1. They who are most favored by God must expect the severest judgment if they prove unfaithful to him. The Jews were a favored people. Their privileges were great; if they abused these their guilt and consequent punishment must be proportionately great. Therefore, instead of considering the past mercies of God as a ground for expecting to escape the penalties of our offences, we should see in them the measure of his future severities upon us if we sin in face of the special inducements to devotion afforded by those mercies.
2. The revelation of impending judgment is a great motive for faithful preaching . This vision of the seething pot is given to Jeremiah to rouse him to undertake his prophetic duties. A large part of his work consisted in gloomy predictions of coming doom. This was peculiar to the age. There are ages when similar preaching is especially appropriate. But as sin always makes for death the preacher is always called to raise a voice of warning.
II. THE VISION OF THE SEETHING POT ILLUSTRATES THE CHARACTER OF THE APPROACHING DOOM .
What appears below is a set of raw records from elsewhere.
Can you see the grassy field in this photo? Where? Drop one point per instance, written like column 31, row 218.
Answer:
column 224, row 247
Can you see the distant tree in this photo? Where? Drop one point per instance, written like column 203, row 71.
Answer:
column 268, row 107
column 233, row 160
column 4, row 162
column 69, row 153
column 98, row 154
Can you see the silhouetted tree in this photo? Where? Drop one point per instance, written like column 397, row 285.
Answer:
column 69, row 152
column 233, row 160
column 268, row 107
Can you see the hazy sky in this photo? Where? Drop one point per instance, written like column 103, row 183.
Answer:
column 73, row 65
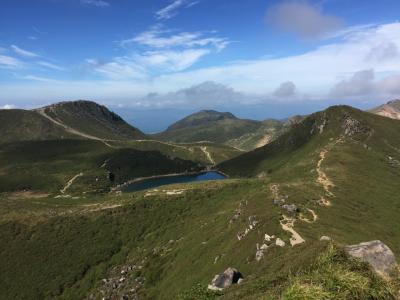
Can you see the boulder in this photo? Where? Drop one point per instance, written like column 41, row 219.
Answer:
column 280, row 243
column 290, row 207
column 221, row 281
column 377, row 254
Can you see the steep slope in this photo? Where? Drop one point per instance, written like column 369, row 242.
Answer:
column 89, row 120
column 338, row 123
column 23, row 125
column 390, row 110
column 223, row 128
column 50, row 166
column 335, row 174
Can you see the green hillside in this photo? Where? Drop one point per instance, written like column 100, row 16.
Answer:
column 47, row 166
column 23, row 125
column 86, row 118
column 390, row 109
column 223, row 128
column 338, row 169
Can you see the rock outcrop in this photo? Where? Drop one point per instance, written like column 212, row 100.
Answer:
column 377, row 254
column 224, row 280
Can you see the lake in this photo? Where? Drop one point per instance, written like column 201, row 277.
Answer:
column 160, row 181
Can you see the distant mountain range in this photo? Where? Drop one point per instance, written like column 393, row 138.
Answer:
column 75, row 119
column 390, row 110
column 224, row 128
column 285, row 224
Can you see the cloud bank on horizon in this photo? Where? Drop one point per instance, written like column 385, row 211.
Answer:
column 175, row 60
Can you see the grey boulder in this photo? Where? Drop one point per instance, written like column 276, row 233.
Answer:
column 221, row 281
column 377, row 254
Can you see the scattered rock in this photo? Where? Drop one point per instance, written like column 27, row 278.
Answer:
column 226, row 279
column 262, row 175
column 268, row 238
column 352, row 126
column 280, row 243
column 290, row 207
column 259, row 255
column 279, row 202
column 377, row 254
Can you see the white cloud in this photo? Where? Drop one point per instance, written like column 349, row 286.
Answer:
column 50, row 66
column 206, row 94
column 383, row 51
column 22, row 52
column 285, row 90
column 140, row 66
column 97, row 3
column 7, row 106
column 119, row 68
column 170, row 61
column 163, row 39
column 302, row 18
column 172, row 9
column 365, row 84
column 9, row 62
column 314, row 73
column 164, row 52
column 38, row 78
column 361, row 83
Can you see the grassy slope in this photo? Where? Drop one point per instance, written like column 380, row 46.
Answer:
column 91, row 243
column 48, row 165
column 22, row 125
column 215, row 131
column 222, row 128
column 93, row 119
column 86, row 246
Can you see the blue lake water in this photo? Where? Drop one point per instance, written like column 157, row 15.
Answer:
column 159, row 181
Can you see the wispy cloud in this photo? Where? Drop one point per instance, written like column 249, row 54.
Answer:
column 166, row 39
column 162, row 51
column 117, row 69
column 315, row 74
column 38, row 78
column 97, row 3
column 302, row 18
column 50, row 66
column 7, row 106
column 172, row 9
column 22, row 52
column 147, row 64
column 9, row 62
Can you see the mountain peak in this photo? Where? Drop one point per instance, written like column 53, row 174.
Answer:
column 390, row 109
column 202, row 117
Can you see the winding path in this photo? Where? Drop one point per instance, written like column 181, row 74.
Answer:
column 70, row 182
column 209, row 157
column 42, row 112
column 287, row 224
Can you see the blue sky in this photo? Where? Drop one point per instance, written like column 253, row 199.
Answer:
column 250, row 57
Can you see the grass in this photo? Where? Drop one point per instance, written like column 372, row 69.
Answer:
column 63, row 248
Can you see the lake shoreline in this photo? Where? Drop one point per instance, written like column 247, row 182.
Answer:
column 119, row 187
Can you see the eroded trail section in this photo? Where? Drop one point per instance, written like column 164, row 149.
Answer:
column 72, row 130
column 314, row 215
column 323, row 179
column 208, row 155
column 287, row 224
column 70, row 182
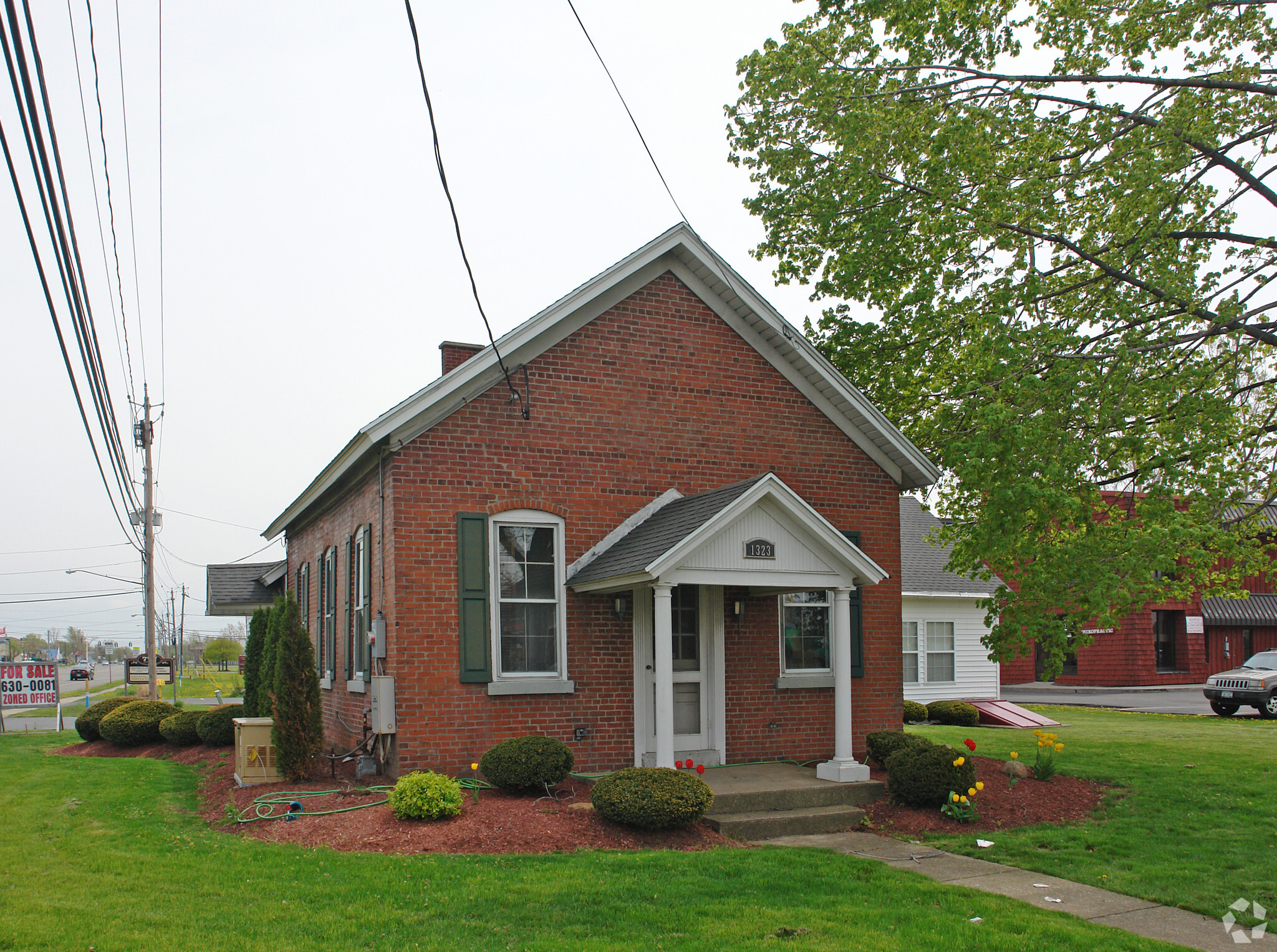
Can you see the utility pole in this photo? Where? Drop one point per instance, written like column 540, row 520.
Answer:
column 143, row 436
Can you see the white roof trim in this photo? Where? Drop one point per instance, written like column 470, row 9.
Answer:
column 730, row 295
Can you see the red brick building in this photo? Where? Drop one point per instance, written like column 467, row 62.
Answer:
column 690, row 474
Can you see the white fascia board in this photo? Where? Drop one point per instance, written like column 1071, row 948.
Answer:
column 797, row 507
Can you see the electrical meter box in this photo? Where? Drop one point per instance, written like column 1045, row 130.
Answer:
column 254, row 753
column 383, row 703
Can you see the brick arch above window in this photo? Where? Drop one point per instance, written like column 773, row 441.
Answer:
column 526, row 503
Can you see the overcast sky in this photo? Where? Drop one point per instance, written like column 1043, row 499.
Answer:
column 311, row 268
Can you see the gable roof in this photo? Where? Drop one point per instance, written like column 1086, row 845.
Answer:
column 723, row 290
column 922, row 565
column 673, row 532
column 239, row 589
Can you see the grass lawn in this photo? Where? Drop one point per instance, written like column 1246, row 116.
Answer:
column 109, row 854
column 1193, row 826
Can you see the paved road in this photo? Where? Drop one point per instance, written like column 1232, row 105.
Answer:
column 1173, row 698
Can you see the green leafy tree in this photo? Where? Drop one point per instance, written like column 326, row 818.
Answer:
column 1058, row 219
column 298, row 731
column 253, row 660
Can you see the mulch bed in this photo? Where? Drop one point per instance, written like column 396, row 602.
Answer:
column 1058, row 801
column 499, row 822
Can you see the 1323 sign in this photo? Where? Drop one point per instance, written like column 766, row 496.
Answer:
column 29, row 685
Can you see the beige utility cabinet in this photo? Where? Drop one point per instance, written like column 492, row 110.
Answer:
column 254, row 753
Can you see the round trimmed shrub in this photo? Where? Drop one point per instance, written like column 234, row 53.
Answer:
column 136, row 724
column 528, row 762
column 216, row 728
column 915, row 713
column 652, row 798
column 87, row 724
column 180, row 729
column 955, row 713
column 427, row 796
column 923, row 776
column 884, row 743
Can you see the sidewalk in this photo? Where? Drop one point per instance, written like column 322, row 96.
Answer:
column 1095, row 905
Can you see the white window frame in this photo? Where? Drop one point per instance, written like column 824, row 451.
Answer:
column 952, row 652
column 917, row 655
column 529, row 682
column 786, row 671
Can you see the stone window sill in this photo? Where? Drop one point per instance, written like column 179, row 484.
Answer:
column 556, row 686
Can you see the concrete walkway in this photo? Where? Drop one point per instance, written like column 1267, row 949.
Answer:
column 1095, row 905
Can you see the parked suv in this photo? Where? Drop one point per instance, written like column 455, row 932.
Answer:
column 1255, row 685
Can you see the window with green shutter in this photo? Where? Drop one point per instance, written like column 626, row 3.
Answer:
column 473, row 597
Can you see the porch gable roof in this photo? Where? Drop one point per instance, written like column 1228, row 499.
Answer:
column 681, row 532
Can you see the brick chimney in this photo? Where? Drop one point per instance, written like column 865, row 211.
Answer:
column 454, row 354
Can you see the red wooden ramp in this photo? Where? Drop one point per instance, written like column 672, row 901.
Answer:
column 1004, row 714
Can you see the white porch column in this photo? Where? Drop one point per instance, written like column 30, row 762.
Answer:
column 663, row 671
column 844, row 767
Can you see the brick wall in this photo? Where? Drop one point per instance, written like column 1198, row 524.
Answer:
column 655, row 393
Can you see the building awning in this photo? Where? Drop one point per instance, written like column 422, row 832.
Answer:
column 758, row 534
column 1257, row 610
column 242, row 589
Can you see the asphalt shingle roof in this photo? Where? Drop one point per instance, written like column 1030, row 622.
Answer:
column 662, row 531
column 922, row 565
column 1257, row 610
column 236, row 589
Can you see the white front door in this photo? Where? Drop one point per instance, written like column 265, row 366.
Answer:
column 696, row 647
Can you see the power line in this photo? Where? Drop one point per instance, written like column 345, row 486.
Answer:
column 524, row 409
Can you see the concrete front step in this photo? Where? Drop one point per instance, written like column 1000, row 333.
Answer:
column 800, row 821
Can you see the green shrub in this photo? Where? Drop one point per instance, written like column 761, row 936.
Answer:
column 136, row 724
column 427, row 796
column 653, row 798
column 87, row 724
column 922, row 776
column 528, row 762
column 954, row 713
column 216, row 728
column 884, row 743
column 180, row 729
column 298, row 731
column 915, row 713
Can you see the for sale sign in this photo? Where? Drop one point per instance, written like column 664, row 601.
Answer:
column 29, row 685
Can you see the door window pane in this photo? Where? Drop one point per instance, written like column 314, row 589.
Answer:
column 805, row 631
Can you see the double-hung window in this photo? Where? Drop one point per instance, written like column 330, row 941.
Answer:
column 910, row 652
column 528, row 582
column 940, row 651
column 806, row 622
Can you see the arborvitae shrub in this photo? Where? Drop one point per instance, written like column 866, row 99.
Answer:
column 298, row 731
column 180, row 729
column 955, row 713
column 923, row 776
column 915, row 713
column 528, row 762
column 87, row 724
column 253, row 659
column 884, row 743
column 427, row 796
column 136, row 724
column 652, row 798
column 218, row 726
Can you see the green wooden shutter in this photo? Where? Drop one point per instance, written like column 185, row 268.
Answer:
column 854, row 536
column 473, row 597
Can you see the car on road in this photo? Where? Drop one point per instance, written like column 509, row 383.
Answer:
column 1253, row 683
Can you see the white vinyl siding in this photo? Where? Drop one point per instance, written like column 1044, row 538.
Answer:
column 973, row 674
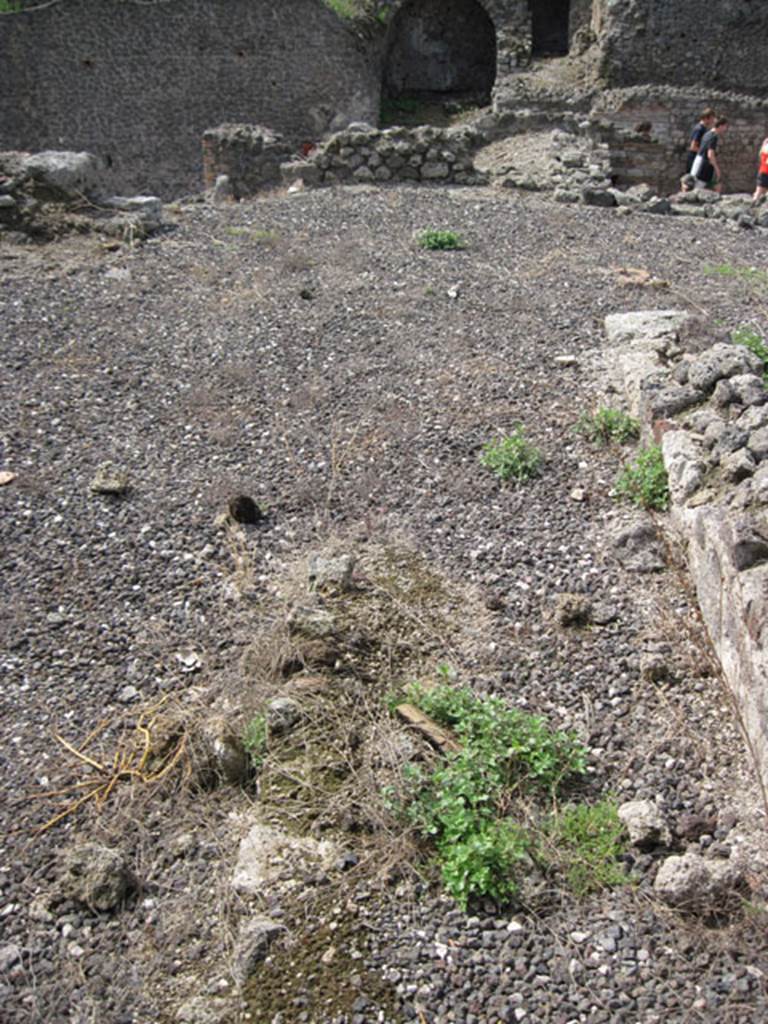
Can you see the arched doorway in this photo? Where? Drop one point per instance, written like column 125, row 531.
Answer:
column 439, row 49
column 550, row 27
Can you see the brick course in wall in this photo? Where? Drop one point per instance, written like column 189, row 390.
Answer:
column 718, row 44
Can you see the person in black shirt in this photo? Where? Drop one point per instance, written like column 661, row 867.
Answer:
column 698, row 131
column 706, row 170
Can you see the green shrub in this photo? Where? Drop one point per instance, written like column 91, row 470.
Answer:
column 254, row 740
column 462, row 806
column 751, row 338
column 440, row 240
column 644, row 481
column 586, row 842
column 512, row 457
column 606, row 425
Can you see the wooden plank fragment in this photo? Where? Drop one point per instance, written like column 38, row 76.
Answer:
column 440, row 737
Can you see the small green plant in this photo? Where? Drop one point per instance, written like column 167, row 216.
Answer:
column 260, row 236
column 440, row 240
column 606, row 425
column 512, row 457
column 644, row 481
column 751, row 338
column 254, row 740
column 586, row 843
column 462, row 806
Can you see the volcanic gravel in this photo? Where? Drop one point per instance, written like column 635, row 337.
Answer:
column 303, row 350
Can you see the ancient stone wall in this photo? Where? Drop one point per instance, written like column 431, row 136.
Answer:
column 719, row 44
column 138, row 84
column 657, row 157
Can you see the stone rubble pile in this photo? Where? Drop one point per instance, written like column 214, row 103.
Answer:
column 708, row 406
column 361, row 154
column 46, row 195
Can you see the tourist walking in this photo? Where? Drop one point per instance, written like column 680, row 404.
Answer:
column 762, row 187
column 706, row 169
column 698, row 131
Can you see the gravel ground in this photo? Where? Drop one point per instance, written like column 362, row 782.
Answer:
column 303, row 350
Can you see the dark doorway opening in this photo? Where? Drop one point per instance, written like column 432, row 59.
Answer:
column 440, row 49
column 550, row 28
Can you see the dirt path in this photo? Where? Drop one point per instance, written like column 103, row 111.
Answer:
column 304, row 350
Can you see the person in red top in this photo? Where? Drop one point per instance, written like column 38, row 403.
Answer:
column 762, row 187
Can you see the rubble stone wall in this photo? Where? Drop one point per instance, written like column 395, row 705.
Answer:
column 657, row 157
column 717, row 44
column 137, row 84
column 358, row 155
column 710, row 407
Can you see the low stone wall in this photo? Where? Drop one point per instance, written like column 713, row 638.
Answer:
column 249, row 155
column 46, row 195
column 363, row 154
column 709, row 407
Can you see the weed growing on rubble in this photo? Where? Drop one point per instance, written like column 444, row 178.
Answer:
column 751, row 338
column 435, row 240
column 254, row 740
column 586, row 842
column 512, row 457
column 750, row 274
column 463, row 805
column 644, row 481
column 606, row 425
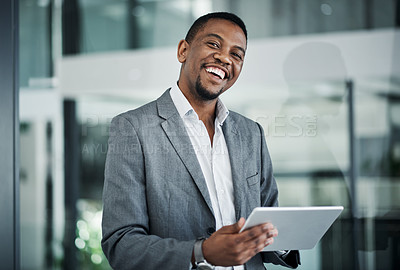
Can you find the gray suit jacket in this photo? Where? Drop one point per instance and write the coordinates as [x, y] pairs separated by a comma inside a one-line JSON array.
[[156, 202]]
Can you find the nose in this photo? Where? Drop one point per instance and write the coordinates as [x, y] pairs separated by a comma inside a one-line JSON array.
[[223, 57]]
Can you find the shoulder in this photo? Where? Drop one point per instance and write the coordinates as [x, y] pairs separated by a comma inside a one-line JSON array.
[[147, 113], [243, 123]]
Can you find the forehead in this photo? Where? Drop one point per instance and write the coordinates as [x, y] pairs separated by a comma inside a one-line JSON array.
[[227, 30]]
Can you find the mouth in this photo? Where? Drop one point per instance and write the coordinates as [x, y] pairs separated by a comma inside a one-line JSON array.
[[218, 72]]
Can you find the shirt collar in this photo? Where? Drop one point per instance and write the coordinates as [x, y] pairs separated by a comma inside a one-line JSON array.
[[186, 110]]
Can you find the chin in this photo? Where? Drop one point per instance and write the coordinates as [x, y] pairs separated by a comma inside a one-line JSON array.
[[207, 94]]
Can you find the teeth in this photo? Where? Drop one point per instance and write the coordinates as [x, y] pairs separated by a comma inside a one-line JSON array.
[[216, 71]]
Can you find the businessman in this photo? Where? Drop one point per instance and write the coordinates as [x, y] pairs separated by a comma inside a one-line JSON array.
[[183, 171]]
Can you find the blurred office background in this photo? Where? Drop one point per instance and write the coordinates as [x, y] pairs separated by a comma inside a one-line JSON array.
[[321, 76]]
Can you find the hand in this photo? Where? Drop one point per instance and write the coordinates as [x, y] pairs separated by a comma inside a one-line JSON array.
[[228, 247]]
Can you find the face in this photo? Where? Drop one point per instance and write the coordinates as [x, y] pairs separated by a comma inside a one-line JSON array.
[[213, 60]]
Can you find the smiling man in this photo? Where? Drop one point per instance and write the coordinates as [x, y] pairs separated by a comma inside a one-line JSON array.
[[183, 171]]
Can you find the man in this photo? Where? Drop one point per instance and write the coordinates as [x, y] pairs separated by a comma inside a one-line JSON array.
[[183, 171]]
1. It is gradually prepared . The vessel is slowly heated to the boiling point. The guilt of sin accumulates and the evil consequences gather in force until they burst upon the victim with the energy of long pent-up wrath.
2. It breaks forth suddenly . Suddenly the vessel boils over. Judgment may be delayed and gradual in the preparation, and yet suddenly surprise us when at length it falls upon us.
3. It is violent and overwhelming , as the seething pot suggests fury, tumult, and, in its boiling over, a rushing forth of its scalding contents.
III. THE VISION OF THE SEETHING POT SUGGESTS THE SOURCE OF THE APPROACHING DOOM . The pot was turned towards the south and heated by fires in the north.
1. Punishment may come from the most unlikely quarter . The Jews had turned to Babylon for friendship, and from Babylon came their ruin. Our most trusted friends may become the instruments of our keenest suffering.
2. Lawless violence may be overruled by providence to work the ends of God's righteous laws. The doom is not to come from within the range of the theocracy and through the influence of those who consciously executed the Divine decree, but from far-off regions, wholly beyond the light of Israel's religion. Thus God makes the wrath of man to praise him. So storms and earthquakes, revolutions and invasions, tumults in nature and tumults in the human world, work ultimate good results in clearing and purifying the air, sweeping away pestilent corruption, and preparing for a new and wholesome order.
3. The more luxurious Southern races have frequently been visited by terrible invasions of hardier races from the North. The Scythians in the East, the Goths in the West, were scourges of God, and wholesome scourges, helping to reform the corrupt and indolent peoples who lived in dread of their invasions. We should see wise and good purposes of providence in these terrible events of general history, as we see them in the special history of Israel.